Fakta ini diperkuat oleh cerita Febby Rastanty dan artis lain yang juga pernah ditolak casting atau harus memulai dari peran kecil (cameo) sebelum menembus papan atas industri hiburan.
Intinya, penolakan adalah ritual inisiasi, bahkan bagi mereka yang akhirnya mencapai level up maksimal.
B. Hustle Pengusaha Lokal: Gak Nyangka Pernah Nge-Drop
Di sektor bisnis, mental self-driver dan pragmatisme Gen Z sangat penting. Para GOAT bisnis lokal juga tidak luput dari kegagalan finansial yang parah di masa muda. Kisah pengusaha sukses di Indonesia, seperti Chairul Tanjung, yang memulai karir dari kesulitan finansial yang ekstrem, menegaskan bahwa level up dalam karier atau bisnis selalu didahului oleh fase nge-drop parah.
Ini memperkuat gagasan bahwa kegagalan bukan akhir cerita.

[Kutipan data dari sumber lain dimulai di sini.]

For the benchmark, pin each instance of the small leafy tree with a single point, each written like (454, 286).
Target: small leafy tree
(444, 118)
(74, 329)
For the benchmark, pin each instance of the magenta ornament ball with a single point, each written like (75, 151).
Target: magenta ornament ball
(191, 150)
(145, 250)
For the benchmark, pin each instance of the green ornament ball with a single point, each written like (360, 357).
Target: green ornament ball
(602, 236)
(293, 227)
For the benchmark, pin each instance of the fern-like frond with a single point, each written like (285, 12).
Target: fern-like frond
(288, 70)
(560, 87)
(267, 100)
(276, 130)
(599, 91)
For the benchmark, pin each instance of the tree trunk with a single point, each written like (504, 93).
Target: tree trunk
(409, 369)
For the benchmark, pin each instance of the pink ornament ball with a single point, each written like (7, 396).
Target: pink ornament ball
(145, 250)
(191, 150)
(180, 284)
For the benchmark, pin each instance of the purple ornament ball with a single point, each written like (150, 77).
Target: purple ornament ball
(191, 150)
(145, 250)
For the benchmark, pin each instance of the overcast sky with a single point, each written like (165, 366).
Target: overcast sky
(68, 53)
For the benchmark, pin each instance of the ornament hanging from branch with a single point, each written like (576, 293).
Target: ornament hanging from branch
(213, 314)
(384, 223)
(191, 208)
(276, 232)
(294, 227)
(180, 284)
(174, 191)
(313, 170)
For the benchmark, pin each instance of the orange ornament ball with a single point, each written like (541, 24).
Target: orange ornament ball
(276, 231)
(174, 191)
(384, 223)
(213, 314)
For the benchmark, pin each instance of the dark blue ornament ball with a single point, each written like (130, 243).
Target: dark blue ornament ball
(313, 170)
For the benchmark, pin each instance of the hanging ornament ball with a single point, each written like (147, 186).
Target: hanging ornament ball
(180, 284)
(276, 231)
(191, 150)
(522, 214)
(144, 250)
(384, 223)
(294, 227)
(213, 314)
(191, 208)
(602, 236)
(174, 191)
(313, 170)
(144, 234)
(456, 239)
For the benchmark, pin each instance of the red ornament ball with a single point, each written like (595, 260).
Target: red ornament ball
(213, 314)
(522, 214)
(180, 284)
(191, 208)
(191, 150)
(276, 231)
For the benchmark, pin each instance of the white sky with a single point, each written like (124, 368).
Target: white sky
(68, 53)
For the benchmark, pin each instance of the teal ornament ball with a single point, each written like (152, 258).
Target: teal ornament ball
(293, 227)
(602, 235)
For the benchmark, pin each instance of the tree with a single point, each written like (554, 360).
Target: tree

Bagi Gen Z yang pragmatis, kegagalan adalah bagian dari pekerjaan yang harus dilakukan untuk mencapai tujuan. Yang membedakan adalah kecepatan untuk BANGKIT dan tidak menyerah setelah jatuh Semangat untuk bangkit ini sejajar dengan nilai growth mindset yang melihat tantangan sebagai kesempatan belajar.
V. Mindset Shift: Mengubah Fixed Mindset Jadi Growth Mindset Ala Gen Z
A. No More Crying: Rejection Itu Valid, Tapi Bukan Fakta
Langkah pertama setelah ditolak adalah mengakui rasa sakitnya. Jangan mencoba mengabaikannya, karena perasaan kecewa akibat penolakan itu valid. Beri diri lo waktu untuk self-care sedikit ekstra, seperti curhat atau melakukan perawatan diri, karena a relax body equals a relax mind.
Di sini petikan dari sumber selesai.